The Industrial Revolution

The Industrial Revolution began around 1760. It led to many of the biggest changes of the Victorian era.

The Industrial Revolution introduced new machines, new industries and new jobs...even for children.

The Industrial Revolution is the name for a time of great change in industry, technology and science:


  • Instead of people or animals, some industries began using water and wind as sources of energy.
  • People started using coal for fuel instead of wood or peat. Coal gave out more heat and allowed better quality iron and steel to be made.
  • Coal was also used to heat water to make steam for the newly invented steam engine.
  • Oil and natural gas were used for heating and lighting.
An engraving of women and children working in a coal mine, 1848


  • New machines were invented that could work much faster and on a bigger scale than human hands.
  • The spinning jenny and power loom allowed the textile industries to grow.
  • The steam engine could provide more energy for large factories.
  • The steam locomotive and railways meant that travel was quicker and people, raw materials and goods could be transported more easily.
A woman operating a spinning jenny in a factory


  • Before the Industrial Revolution craftspeople made things in their own homes or in small workshops. The new factory system meant people had to go to a place of work where they would work for a shift.

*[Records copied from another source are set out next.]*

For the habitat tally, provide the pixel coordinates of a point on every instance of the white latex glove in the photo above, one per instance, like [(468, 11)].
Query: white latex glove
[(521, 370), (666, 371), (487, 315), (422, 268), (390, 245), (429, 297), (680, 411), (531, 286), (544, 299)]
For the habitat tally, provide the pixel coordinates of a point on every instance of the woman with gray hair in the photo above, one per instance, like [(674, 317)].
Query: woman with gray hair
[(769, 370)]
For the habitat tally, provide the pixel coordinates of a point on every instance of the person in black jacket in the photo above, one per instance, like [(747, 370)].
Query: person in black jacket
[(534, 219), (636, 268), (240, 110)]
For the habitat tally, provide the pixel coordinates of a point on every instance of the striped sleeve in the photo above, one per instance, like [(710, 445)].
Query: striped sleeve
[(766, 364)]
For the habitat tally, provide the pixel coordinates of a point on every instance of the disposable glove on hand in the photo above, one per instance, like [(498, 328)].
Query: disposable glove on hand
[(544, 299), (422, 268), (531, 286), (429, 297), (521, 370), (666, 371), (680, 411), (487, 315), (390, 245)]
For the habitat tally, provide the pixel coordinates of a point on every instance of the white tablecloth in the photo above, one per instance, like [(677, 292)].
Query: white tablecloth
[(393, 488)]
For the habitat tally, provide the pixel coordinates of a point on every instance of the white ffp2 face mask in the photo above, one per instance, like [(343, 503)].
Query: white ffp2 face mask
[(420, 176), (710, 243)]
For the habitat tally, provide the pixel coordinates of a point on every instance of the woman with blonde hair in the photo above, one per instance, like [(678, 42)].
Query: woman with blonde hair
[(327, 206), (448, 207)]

  • Instead of making something from end-to-end, factory workers would each work specific machines that carried out different stages of a manufacturing process.

Inside New Lanark mill, where many people worked side by side on large machines


  • Factories and industries needed more raw materials and made more products. These all needed to be transported.
  • Horse-drawn transport was not fast enough and could not cope with the amount of freight that needed to be moved.
  • Canals were introduced to deal with this issue. Canal boats could move large volumes of goods.
  • Roads were improved, especially with the introduction of macadamised road surfaces that were stronger and smoother.
  • Later, the invention of the steam train and railway made travel and transport much quicker, more reliable and better able to carry heavy loads.
The Industrial Revolution changed Scotland and the lives of Scottish people. Many Scottish landmarks, like the Forth Rail Bridge, shown here under construction in 1889, were a result of new discoveries in science, technology, industry and engineering.

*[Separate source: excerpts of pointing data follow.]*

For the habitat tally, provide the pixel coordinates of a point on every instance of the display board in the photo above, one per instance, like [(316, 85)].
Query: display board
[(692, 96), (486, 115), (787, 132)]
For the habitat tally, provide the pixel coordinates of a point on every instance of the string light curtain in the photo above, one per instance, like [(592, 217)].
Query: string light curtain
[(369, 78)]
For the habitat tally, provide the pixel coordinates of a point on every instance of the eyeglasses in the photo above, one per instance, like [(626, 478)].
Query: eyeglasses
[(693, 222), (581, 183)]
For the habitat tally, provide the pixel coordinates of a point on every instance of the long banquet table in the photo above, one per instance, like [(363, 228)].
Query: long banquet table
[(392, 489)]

  • Engineering improved through a mix of new materials and better scientific understanding.
  • Stronger stone buildings like the Bell Rock lighthouse, giant concrete bridges like the Glenfinnan Viaduct, and iron and steel structures like the Tay Bridge and Forth Rail Bridge all became possible.
  • Big civil engineering projects like the Caledonian Canal and the Loch Katrine scheme that provides Glasgow with its drinking water would not have been possible without the Industrial Revolution.
Improvements in engineering made buildings like the Bell Rock lighthouse possible.